A seguito dello “scandalo” della legge del febbraio 2005, che raccomandava di non dimenticare nell’insegnamento gli aspetti positivi della presenza francese nei territori d’Oltremare, le sinistre d’Oltralpe abitualmente così divise si sono ritrovate tutte unite per denunciare in una grande manifestazione antigovernativa «le spaventose violenze e le ingiustizie generate dalla colonizzazione, la distruzione di culture e di lingue, il saccheggio delle risorse naturali, l'esacerbazione delle tensioni tra i popoli...», tutte malefatte degli europei. Emerge da queste denunce la rappresentazione di un mondo precoloniale caratterizzato dall’armonia tra popolazioni angelicate e di società ireniche, in cui prosperava felice un buon selvaggio alla Rousseau capace di utilizzare magistralmente le risorse regalategli dalla natura - il petrolio, il gas, i minerali - per migliorare il suo tenore di vita e che sapeva tutelare e tramandare la sua cultura e perfezionare la sua lingua (anche se non era in grado di scriverla...). Naturalmente si tratta di una rappresentazione che non ha alcun riscontro nella realtà storica. La violenza non è stata introdotta nel mondo né dagli europei, né dal capitalismo ed ha caratterizzato le vicende umane sin dall’epoca di cui di esse si ha memoria. Quanto alle ingiustizie della colonizzazione, non dovrebbero essere giudicate con i criteri attuali, ma con quelli dell’epoca in cui furono compiute. La semplificazione negativa è però utile a coloro che la praticano perché dà loro la coscienza di una superiorità morale nei confronti di chi si ostina a ragionare criticamente, permettendo loro di continuare a sentirsi «dalla parte del progresso» dopo i fallimenti del loro recente passato.

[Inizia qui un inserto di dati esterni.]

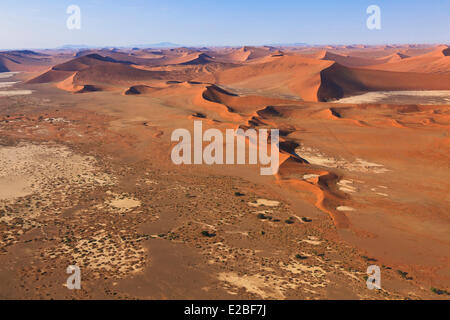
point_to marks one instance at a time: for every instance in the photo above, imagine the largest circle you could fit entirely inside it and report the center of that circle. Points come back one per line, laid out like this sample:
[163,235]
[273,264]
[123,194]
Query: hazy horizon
[29,25]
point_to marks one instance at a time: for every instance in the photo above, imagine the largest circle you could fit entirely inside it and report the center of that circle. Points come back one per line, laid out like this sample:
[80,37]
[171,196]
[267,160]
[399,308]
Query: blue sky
[42,24]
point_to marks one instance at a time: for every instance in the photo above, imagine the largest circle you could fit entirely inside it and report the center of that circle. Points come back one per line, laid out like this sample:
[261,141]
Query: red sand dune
[437,61]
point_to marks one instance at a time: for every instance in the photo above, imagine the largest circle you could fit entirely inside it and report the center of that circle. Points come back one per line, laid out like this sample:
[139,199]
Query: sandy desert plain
[86,175]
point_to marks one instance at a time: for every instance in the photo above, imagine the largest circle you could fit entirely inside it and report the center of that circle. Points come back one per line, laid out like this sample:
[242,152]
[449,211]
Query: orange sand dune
[437,61]
[338,81]
[291,75]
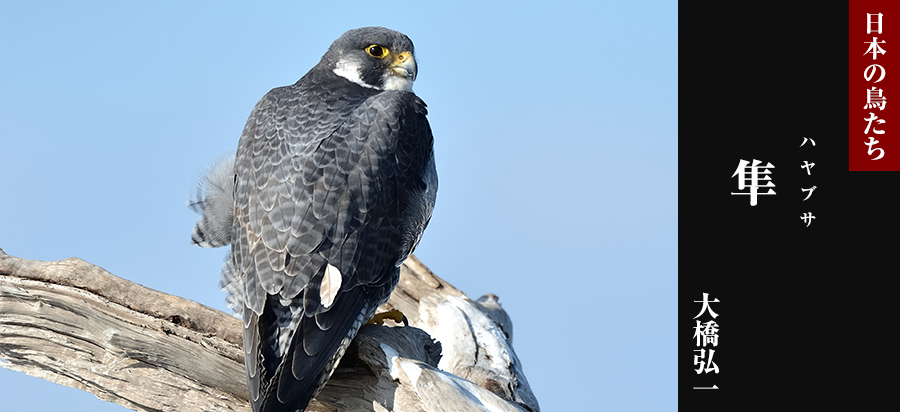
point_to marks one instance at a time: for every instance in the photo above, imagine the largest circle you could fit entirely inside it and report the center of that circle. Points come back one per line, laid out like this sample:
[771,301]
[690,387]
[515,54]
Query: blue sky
[555,136]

È veramente un progresso quello che intende conservare in seno alla nostra civiltà le “culture” degli immigrati, che predicano l’ineguaglianza tra i sessi, le pene corporali, la morte per lapidazione delle adultere e simili barbarie? A paradossi del genere conduce la proterva volontà di rinnegare e condannare la nostra storia ed una identità composta anche di ombre, ma in cui piaccia o non piaccia le luci sono prevalenti.